Excessive congenital hair growth on the elbow region in a symmetric pattern is known as hypertrichosis cubiti or hairy elbows syndrome. The hair usually appears symmetrically at birth as lanugo hair, transforms into terminal hairs and becomes more pronounced in early childhood on the extensor surface of the elbow. The hair growth then usually regresses partially or fully in adolescence. Onset of hypertrichosis cubiti as late as at the age of 5 years has also been reported. More recently, the first case of hypertrichosis cubiti presenting excessive hair growth on the knees has been reported.
Biopsy of hair growth area shows normal dermal and epidermal structures. Endocrine and chromosomal studies have also shown normality in cases which were reported.

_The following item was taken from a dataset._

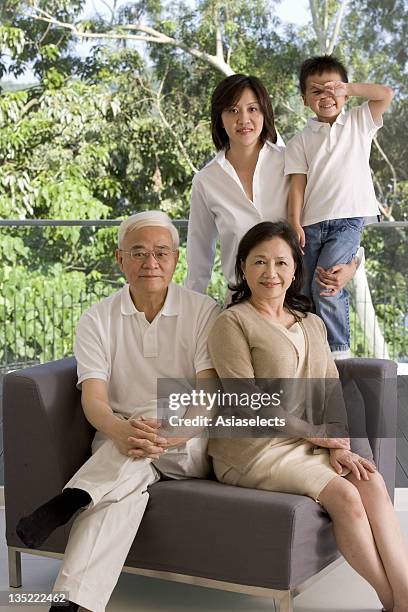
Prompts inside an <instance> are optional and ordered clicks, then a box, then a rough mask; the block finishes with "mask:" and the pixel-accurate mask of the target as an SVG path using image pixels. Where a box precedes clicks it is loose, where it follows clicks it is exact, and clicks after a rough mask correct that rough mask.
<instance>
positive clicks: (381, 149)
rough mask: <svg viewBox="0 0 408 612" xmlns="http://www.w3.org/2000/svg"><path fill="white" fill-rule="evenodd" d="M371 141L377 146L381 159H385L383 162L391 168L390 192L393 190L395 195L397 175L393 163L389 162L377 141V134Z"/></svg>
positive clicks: (385, 154)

Hypertrichosis cubiti is familial and in some cases has been seen in patients with short stature, especially if other abnormalities are present as well. Out of the 22 cases of hypertrichosis cubiti, which were reported in one study, in 10 cases the patients were found to be of short stature. However, in several cases there were other coexisting conditions that adequately explained the short stature of the patients.
The mode of inheritance of this congenital hypertrichosis is not known. The reported cases give various inheritance modes, such as, autosomal dominant transmission with incomplete penetration, autosomal recessive transmission, or de novo mutation.

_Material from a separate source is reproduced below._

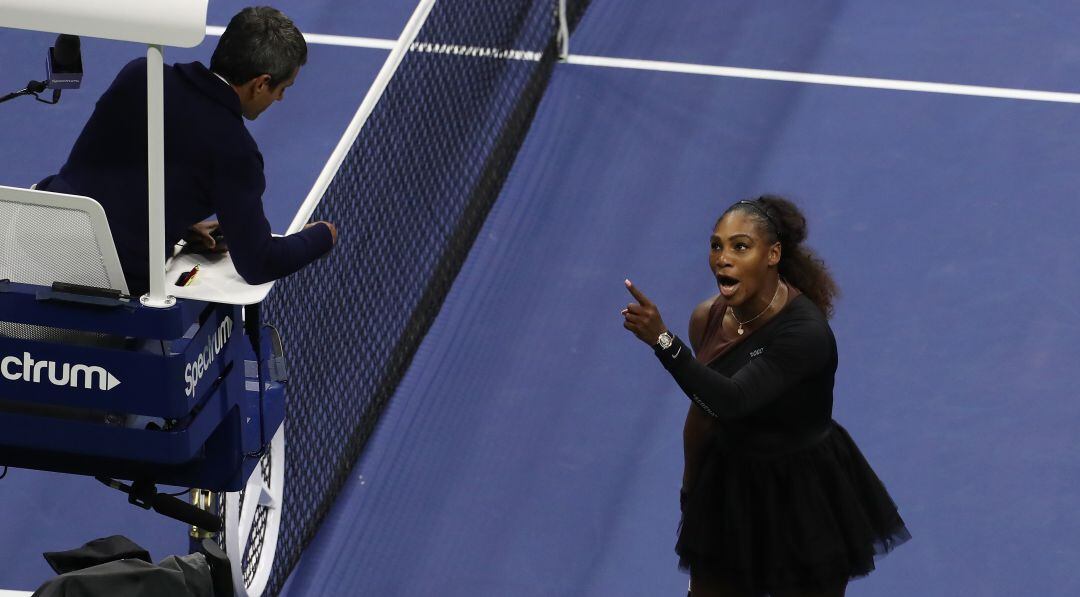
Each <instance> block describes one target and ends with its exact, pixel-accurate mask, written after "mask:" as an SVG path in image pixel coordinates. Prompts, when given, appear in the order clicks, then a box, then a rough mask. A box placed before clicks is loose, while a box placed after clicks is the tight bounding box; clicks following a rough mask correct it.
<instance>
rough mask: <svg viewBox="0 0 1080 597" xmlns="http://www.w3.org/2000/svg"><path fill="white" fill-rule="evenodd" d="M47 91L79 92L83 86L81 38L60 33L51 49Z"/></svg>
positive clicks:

The association of hypertrichosis cubiti with facial asymmetry, developmental delay, ptosis with or without other focal areas of hypertrichosis and patchy unilateral hypertrichosis ipsilateral to the facial atrophy has been reported. It remains unclear whether these cases represent variants of this disorder or are an entirely distinct condition.
Some authors have hypothesized that the excess hair growth represents a nevoid abnormality, although its symmetry and consistent distribution have led others to conclude that it is simply the exaggeration of physiologic hair distribution.
This disorder, it is now believed, occurs more frequently than was earlier thought. In boys with dark hairs, excessive hair growths on the elbows sometimes may be a pure physiological feature and not a medical problem needing treatment. In others it is usually more a cosmetic problem than a medical one.
Hairy pinna (Congenital hairs on the external ears)
Excessive hair growth confined to the ears is a condition found usually in older men, although it has occasionally been found also in women. Congenital hair on the external ears is common among some of the populations of South Pacific, India and Sri Lanka. It is also found among some population groups in Europe, Africa and Australia. Some babies who have the XYY syndrome also exhibit such hairy growth on the ears. However, congenital hair on the pinna may be distinguishing mark of babies born to diabetic mothers, its presence independent of the degree of diabetic control. Excessive hair growth on the ears has also been found in patients with AIDS and diabetes.
The incidence of this disorder as reported will vary with the definition
of hairy pinna and on the population under observation. A definition of hairy
pinna has been given as one with at least several hairs on the top or side
of the ears and excluded hair around the external auditory meatus and lobe.
Using this definition, the incidence of hairy pinna is 26 percent in Israel,
50 percent in Madras in India and 10 percent in Bengal in India.